Recent news on fiscal performance have been somewhat mixed, but the underlying trend remains quite positive. The accelerated pace of nominal GDP growth and good tax collection performance is helping to keep the fiscal deficit at or below target this year, and also to maintain the targeted decreasing trend of the gross debt ratio, despite a sharp pickup of development spending, the latter mainly under EU-backed transfer programs. Here a key risk is that the government is moving too fast with EU-fund distributions, apparently paying lots of advances, which cannot be accounted for as claims on the EU, unlike the amounts paid out on completed projects. This practice puts pressure on the government’s cash budget in the short term, and poses the threat that reimbursements by the EU may not take place if the underlying projects are eventually not properly completed.
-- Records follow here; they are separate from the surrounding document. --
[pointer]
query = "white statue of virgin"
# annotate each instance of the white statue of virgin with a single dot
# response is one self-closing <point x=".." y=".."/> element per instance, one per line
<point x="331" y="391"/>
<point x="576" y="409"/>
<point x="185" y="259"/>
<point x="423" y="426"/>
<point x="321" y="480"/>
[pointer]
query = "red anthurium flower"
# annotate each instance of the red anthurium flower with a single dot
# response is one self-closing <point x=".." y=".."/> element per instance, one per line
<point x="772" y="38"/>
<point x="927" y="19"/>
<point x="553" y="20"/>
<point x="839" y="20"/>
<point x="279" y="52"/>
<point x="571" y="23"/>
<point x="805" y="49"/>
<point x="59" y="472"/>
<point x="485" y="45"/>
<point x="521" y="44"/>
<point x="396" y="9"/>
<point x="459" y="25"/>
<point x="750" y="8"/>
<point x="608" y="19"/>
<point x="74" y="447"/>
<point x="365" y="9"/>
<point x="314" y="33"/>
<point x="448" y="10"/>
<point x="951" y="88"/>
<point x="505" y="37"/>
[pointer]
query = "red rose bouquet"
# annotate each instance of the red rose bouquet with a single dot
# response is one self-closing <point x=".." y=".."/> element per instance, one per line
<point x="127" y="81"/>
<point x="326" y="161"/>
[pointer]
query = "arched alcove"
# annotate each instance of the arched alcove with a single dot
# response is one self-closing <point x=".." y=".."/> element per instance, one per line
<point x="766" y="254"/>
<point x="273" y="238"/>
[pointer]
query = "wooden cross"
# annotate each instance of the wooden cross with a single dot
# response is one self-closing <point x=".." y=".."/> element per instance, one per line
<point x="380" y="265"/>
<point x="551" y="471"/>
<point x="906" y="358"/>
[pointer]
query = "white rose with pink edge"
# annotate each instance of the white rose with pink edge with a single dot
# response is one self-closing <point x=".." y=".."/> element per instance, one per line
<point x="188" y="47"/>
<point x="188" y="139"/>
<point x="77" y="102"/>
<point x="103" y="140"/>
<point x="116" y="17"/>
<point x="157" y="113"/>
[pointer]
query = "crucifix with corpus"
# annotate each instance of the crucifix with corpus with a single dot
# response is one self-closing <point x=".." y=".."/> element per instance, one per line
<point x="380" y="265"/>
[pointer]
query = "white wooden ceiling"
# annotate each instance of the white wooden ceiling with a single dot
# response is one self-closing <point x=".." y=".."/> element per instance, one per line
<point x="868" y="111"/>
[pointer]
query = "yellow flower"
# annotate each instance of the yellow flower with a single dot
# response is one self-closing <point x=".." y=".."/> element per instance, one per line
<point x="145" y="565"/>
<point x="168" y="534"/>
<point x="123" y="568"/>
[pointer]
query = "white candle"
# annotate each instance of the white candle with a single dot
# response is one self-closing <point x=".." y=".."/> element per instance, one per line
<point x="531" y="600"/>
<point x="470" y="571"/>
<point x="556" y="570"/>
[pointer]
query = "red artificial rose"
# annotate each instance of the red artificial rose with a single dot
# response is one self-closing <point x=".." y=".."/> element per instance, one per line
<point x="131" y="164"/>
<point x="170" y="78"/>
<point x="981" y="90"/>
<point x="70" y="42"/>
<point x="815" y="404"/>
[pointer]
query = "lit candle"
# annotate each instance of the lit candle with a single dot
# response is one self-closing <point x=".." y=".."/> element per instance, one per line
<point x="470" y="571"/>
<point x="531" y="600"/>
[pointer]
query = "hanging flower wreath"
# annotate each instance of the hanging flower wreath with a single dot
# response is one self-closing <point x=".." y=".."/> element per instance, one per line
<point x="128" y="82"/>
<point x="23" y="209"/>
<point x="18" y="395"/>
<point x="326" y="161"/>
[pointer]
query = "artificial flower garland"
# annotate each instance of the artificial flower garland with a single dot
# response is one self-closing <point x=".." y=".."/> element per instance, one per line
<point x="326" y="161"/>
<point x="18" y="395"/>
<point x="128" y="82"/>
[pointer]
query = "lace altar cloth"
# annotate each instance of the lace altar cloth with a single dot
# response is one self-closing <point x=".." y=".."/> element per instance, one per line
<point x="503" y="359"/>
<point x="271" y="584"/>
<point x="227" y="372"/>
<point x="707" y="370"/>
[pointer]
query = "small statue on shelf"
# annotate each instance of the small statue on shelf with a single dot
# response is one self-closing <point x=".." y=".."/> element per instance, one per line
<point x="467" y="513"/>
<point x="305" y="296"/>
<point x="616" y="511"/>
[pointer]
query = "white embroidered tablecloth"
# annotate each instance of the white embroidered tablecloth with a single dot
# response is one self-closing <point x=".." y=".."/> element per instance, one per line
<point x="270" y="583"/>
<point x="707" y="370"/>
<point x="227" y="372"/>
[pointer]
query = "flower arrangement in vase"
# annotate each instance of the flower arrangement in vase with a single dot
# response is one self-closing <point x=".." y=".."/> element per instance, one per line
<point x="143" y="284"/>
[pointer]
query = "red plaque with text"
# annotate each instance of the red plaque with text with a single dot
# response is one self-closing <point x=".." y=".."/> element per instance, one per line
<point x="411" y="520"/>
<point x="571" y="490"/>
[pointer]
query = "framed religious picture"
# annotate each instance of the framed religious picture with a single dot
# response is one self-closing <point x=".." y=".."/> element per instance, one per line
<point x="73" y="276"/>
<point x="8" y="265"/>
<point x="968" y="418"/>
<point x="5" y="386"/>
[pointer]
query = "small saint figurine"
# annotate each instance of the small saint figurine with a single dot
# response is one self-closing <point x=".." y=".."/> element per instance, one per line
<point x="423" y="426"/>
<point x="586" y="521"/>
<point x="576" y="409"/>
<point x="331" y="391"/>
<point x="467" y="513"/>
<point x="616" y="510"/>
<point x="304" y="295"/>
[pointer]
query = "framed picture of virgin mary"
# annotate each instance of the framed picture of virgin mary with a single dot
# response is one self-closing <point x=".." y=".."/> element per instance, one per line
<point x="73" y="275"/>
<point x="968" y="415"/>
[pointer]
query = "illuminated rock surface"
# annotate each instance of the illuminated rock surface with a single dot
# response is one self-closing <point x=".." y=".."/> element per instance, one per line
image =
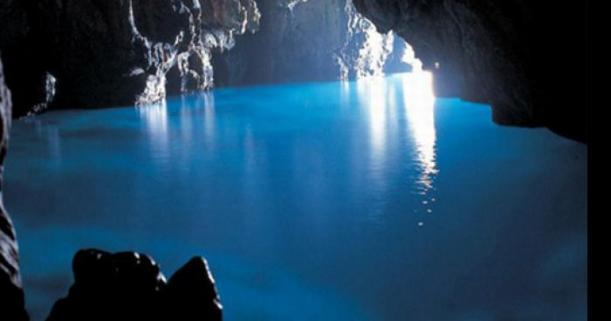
<point x="526" y="58"/>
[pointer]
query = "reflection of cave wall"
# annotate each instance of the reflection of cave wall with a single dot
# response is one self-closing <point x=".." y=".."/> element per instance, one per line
<point x="526" y="58"/>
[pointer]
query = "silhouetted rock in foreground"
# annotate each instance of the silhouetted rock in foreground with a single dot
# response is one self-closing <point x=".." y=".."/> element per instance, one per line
<point x="130" y="286"/>
<point x="11" y="293"/>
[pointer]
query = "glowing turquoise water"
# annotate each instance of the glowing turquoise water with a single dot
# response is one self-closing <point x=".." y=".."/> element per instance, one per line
<point x="324" y="201"/>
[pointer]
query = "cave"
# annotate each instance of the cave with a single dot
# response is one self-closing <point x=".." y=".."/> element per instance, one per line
<point x="293" y="159"/>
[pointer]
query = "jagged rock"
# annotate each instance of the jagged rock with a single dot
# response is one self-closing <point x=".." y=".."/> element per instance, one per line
<point x="11" y="292"/>
<point x="115" y="52"/>
<point x="526" y="58"/>
<point x="130" y="286"/>
<point x="307" y="41"/>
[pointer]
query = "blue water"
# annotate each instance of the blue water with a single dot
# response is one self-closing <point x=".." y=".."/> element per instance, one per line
<point x="367" y="200"/>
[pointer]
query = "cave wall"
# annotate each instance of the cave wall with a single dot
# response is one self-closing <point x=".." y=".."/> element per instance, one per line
<point x="525" y="58"/>
<point x="98" y="53"/>
<point x="11" y="292"/>
<point x="310" y="40"/>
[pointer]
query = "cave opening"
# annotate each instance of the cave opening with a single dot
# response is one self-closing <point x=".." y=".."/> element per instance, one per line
<point x="330" y="159"/>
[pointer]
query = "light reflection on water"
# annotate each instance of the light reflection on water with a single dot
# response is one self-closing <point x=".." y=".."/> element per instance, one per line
<point x="312" y="195"/>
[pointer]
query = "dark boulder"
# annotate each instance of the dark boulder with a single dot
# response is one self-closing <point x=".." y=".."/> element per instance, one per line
<point x="526" y="58"/>
<point x="130" y="286"/>
<point x="11" y="292"/>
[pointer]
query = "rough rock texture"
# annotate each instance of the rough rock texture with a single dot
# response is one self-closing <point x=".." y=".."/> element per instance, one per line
<point x="526" y="58"/>
<point x="11" y="293"/>
<point x="130" y="286"/>
<point x="114" y="52"/>
<point x="308" y="41"/>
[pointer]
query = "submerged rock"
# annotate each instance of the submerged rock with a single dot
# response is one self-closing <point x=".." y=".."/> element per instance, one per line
<point x="130" y="286"/>
<point x="526" y="58"/>
<point x="11" y="292"/>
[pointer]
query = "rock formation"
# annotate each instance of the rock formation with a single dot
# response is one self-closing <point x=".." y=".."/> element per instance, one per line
<point x="11" y="293"/>
<point x="309" y="41"/>
<point x="129" y="286"/>
<point x="117" y="52"/>
<point x="525" y="58"/>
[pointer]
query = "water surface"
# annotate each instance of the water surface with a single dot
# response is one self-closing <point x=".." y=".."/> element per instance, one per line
<point x="367" y="200"/>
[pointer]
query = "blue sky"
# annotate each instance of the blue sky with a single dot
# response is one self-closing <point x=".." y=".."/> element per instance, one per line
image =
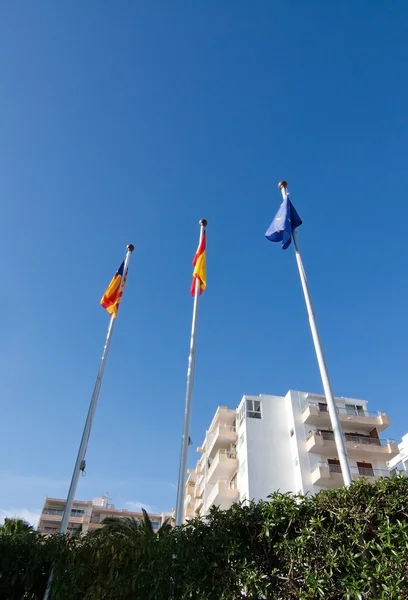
<point x="128" y="122"/>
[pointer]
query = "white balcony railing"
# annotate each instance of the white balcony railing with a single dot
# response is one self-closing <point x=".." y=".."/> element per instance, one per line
<point x="356" y="471"/>
<point x="352" y="411"/>
<point x="354" y="439"/>
<point x="219" y="430"/>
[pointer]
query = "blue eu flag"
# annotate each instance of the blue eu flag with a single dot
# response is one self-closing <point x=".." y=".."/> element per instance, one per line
<point x="285" y="222"/>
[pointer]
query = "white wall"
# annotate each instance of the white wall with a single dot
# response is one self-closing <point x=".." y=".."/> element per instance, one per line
<point x="269" y="461"/>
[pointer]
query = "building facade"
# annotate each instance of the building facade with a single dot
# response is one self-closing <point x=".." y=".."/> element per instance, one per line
<point x="284" y="443"/>
<point x="399" y="464"/>
<point x="87" y="515"/>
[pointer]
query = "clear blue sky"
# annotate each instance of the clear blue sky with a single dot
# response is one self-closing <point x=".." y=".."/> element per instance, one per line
<point x="128" y="122"/>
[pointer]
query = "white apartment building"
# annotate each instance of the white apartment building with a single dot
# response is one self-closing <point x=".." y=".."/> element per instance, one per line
<point x="272" y="443"/>
<point x="87" y="515"/>
<point x="399" y="464"/>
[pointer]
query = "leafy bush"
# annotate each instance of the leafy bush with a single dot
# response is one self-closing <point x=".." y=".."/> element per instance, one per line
<point x="340" y="544"/>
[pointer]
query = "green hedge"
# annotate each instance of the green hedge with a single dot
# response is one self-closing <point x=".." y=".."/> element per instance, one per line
<point x="348" y="543"/>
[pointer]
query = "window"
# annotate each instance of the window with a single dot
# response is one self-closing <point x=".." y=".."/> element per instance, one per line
<point x="334" y="465"/>
<point x="365" y="469"/>
<point x="354" y="409"/>
<point x="253" y="409"/>
<point x="241" y="413"/>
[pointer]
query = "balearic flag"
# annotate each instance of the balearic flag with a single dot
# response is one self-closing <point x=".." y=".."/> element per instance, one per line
<point x="283" y="225"/>
<point x="113" y="295"/>
<point x="199" y="264"/>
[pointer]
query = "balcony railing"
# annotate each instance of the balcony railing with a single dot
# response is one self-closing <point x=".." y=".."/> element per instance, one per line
<point x="218" y="458"/>
<point x="346" y="411"/>
<point x="356" y="471"/>
<point x="355" y="439"/>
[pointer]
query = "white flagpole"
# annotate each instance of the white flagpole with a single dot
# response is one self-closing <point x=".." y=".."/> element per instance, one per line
<point x="80" y="461"/>
<point x="333" y="414"/>
<point x="189" y="395"/>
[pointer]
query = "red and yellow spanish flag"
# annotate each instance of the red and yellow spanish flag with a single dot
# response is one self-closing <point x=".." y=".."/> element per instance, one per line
<point x="113" y="295"/>
<point x="199" y="264"/>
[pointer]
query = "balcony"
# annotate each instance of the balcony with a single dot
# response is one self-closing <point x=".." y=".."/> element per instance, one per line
<point x="223" y="435"/>
<point x="190" y="487"/>
<point x="223" y="494"/>
<point x="327" y="475"/>
<point x="317" y="414"/>
<point x="223" y="465"/>
<point x="357" y="446"/>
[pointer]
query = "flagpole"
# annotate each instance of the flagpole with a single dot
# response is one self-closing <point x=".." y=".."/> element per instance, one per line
<point x="80" y="461"/>
<point x="333" y="413"/>
<point x="189" y="395"/>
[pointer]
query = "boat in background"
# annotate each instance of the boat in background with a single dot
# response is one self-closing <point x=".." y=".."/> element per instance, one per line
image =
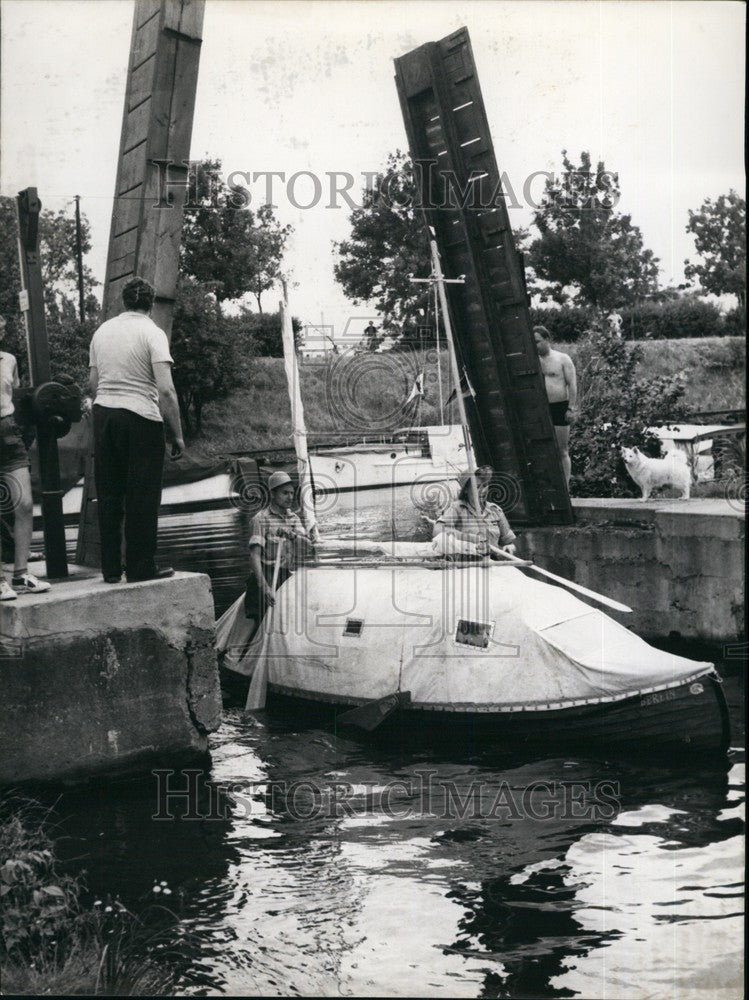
<point x="408" y="456"/>
<point x="477" y="650"/>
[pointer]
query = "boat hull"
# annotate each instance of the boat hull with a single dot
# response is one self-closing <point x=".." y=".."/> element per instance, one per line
<point x="691" y="717"/>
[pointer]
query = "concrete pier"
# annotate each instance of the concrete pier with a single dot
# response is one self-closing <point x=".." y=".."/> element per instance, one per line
<point x="679" y="564"/>
<point x="100" y="679"/>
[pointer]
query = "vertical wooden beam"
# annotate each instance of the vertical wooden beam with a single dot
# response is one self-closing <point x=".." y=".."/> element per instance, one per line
<point x="463" y="201"/>
<point x="156" y="131"/>
<point x="146" y="226"/>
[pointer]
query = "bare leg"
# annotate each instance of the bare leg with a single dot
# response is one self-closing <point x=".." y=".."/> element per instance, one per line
<point x="563" y="442"/>
<point x="24" y="520"/>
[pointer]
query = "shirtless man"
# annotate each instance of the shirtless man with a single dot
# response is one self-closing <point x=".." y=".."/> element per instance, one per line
<point x="561" y="390"/>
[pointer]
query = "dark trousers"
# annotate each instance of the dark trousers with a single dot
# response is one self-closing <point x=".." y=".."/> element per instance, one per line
<point x="128" y="464"/>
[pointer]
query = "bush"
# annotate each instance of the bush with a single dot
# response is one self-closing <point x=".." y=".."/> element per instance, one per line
<point x="566" y="325"/>
<point x="734" y="322"/>
<point x="679" y="319"/>
<point x="262" y="331"/>
<point x="52" y="945"/>
<point x="616" y="408"/>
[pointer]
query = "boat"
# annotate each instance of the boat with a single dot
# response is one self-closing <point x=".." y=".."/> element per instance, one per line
<point x="426" y="639"/>
<point x="432" y="453"/>
<point x="478" y="651"/>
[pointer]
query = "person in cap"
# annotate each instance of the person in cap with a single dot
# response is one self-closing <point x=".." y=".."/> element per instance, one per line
<point x="130" y="373"/>
<point x="15" y="484"/>
<point x="481" y="529"/>
<point x="276" y="525"/>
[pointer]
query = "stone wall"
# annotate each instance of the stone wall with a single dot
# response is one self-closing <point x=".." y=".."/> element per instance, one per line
<point x="101" y="679"/>
<point x="678" y="564"/>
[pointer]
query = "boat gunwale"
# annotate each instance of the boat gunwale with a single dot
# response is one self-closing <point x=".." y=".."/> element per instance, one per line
<point x="496" y="708"/>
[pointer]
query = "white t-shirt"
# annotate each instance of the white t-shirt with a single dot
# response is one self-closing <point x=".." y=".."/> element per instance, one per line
<point x="124" y="351"/>
<point x="8" y="382"/>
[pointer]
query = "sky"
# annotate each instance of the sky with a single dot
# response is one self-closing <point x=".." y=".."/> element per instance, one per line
<point x="655" y="89"/>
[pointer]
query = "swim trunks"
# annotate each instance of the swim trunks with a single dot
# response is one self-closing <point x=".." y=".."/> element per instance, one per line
<point x="559" y="413"/>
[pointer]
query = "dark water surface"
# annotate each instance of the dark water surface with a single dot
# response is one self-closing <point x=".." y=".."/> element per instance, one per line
<point x="565" y="876"/>
<point x="316" y="863"/>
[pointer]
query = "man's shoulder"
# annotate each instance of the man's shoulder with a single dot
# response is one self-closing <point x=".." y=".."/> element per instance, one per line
<point x="494" y="509"/>
<point x="564" y="358"/>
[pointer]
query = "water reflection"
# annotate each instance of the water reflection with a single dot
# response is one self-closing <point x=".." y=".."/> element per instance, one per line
<point x="421" y="899"/>
<point x="363" y="867"/>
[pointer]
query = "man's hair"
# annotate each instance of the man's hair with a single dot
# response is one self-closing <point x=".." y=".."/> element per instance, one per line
<point x="138" y="294"/>
<point x="483" y="472"/>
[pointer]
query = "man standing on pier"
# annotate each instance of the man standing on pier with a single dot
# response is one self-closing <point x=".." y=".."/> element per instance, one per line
<point x="131" y="380"/>
<point x="561" y="389"/>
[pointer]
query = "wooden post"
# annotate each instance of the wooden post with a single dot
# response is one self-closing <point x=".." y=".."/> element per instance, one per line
<point x="28" y="208"/>
<point x="152" y="178"/>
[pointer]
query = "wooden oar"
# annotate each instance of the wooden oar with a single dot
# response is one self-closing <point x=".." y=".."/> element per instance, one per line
<point x="522" y="563"/>
<point x="259" y="683"/>
<point x="370" y="715"/>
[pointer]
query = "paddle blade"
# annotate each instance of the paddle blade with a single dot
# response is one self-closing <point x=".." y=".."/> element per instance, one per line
<point x="373" y="713"/>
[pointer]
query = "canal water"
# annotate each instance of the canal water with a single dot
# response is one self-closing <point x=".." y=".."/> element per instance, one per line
<point x="316" y="863"/>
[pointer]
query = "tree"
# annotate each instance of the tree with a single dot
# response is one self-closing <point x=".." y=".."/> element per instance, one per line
<point x="585" y="245"/>
<point x="389" y="243"/>
<point x="68" y="337"/>
<point x="719" y="230"/>
<point x="224" y="242"/>
<point x="261" y="332"/>
<point x="207" y="361"/>
<point x="616" y="409"/>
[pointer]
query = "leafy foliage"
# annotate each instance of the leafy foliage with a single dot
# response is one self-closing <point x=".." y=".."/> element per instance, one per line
<point x="566" y="324"/>
<point x="225" y="243"/>
<point x="679" y="319"/>
<point x="388" y="244"/>
<point x="586" y="245"/>
<point x="616" y="408"/>
<point x="261" y="332"/>
<point x="206" y="357"/>
<point x="37" y="900"/>
<point x="52" y="944"/>
<point x="719" y="230"/>
<point x="68" y="337"/>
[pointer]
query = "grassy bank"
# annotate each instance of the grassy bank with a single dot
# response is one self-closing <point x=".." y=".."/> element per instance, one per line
<point x="52" y="943"/>
<point x="368" y="393"/>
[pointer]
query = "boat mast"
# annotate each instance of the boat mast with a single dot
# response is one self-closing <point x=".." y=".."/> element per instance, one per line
<point x="439" y="360"/>
<point x="438" y="279"/>
<point x="298" y="426"/>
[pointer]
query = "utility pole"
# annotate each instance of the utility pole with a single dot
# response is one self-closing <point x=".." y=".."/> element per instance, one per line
<point x="79" y="258"/>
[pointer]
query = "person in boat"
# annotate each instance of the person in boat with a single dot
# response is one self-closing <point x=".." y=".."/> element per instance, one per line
<point x="481" y="529"/>
<point x="273" y="526"/>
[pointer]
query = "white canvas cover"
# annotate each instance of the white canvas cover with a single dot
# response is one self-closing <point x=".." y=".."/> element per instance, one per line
<point x="356" y="632"/>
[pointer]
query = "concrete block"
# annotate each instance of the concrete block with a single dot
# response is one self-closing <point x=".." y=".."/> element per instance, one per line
<point x="707" y="557"/>
<point x="722" y="522"/>
<point x="101" y="679"/>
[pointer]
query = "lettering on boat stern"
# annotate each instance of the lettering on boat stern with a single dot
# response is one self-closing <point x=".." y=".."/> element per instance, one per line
<point x="658" y="697"/>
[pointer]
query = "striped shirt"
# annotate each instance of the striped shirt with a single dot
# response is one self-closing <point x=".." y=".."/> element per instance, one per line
<point x="263" y="530"/>
<point x="491" y="522"/>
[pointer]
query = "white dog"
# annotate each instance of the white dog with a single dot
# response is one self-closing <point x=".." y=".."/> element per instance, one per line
<point x="650" y="473"/>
Still on fiscal policy, this January’s big hike of statutory minimum wages, in exchange for major tax cuts, has proven to be well calculated from the fiscal policy point of view, resulting in only a moderate loss of net budget revenue. However, the primary distribution of GDP shifted significantly in favor of wages, at the expense of enterprises’ operating surplus (profits and depreciation allowances), which is supposed to be negative for future growth. This is all the more so as the same trend is guaranteed to continue in 2018, due to a further hike in minimum wages planned for next January.

We see the main threat to the existing Goldilocks economy coming from rising inflation. Although headline CPI-inflation remains low, not least due to decreasing fuel prices and the strong forint, there are signs that a serious imbalance is developing in the domestic economy. These signs range from a quickly decreasing unemployment rate and extremely high wage growth to elevated levels or recent rises of various price indicators, including the GDP deflator, housing prices, industrial and agricultural producer prices, etc. Core inflation keeps rising systematically. Unlike the MNB, we expect the headline CPI-inflation rate to reach and surpass the official 3% target by Q2 2018.

The MNB is maintaining its low interest rate / decreasing sterilization / easy liquidity policy set for the time being, based on a much more optimistic view of inflation prospects than ours. However, MNB policy is not quite that loose in a broader perspective, as the Bank has allowed the forint to marginally appreciate against the euro early this year, and is likely to informally use this tool to fight inflation, as much as possible, in the forthcoming period as well. A factor helping the MNB in this regard is the strong fundamental trend of the forint, as GDP growth is more export-driven than expected this year, and the external income surplus remains substantial. But even so, we still believe that the MNB will have to raise its interest rates in H2 2018.

In foreign politics, PM Orbán continues to gradually isolate his government (and country) from the western world, the latter including the mainstream states of the EU. This process seems to be largely irreversible as far as he is concerned, although how far it can go, and over what time period, is pretty much unclear. Our current main scenario is that the EU will not take any major action directly against Hungary (and Poland) at any time in the foreseeable future. Instead, it is likely to aim at PM Orbán’s gradual weakening by the acceleration of European institutional and policy integration (the main line of EU policy anyway), by a reform of the system of EU transfers for 2021-2027, and by not rushing to help Hungary out if it uses up its existing transfer quotas earlier than the time when the setting of any new allocations would be due.

In domestic politics, however, PM Orbán still holds the support of close to 30% of the total voting population, and is set to win the upcoming parliamentary election in 2018, and the subsequent local government and EU parliament elections due in 2019. However, just as we said earlier, this is likely to happen at the expense of maintaining a set of unsustainable macroeconomic policies in 2017-2019, which will most likely lead to a major correction by 2020. The possible political consequences of any such macroeconomic correction are completely unclear for the moment, in part because there is no evident successor of Fidesz in sight, in case of the potential need for a government change.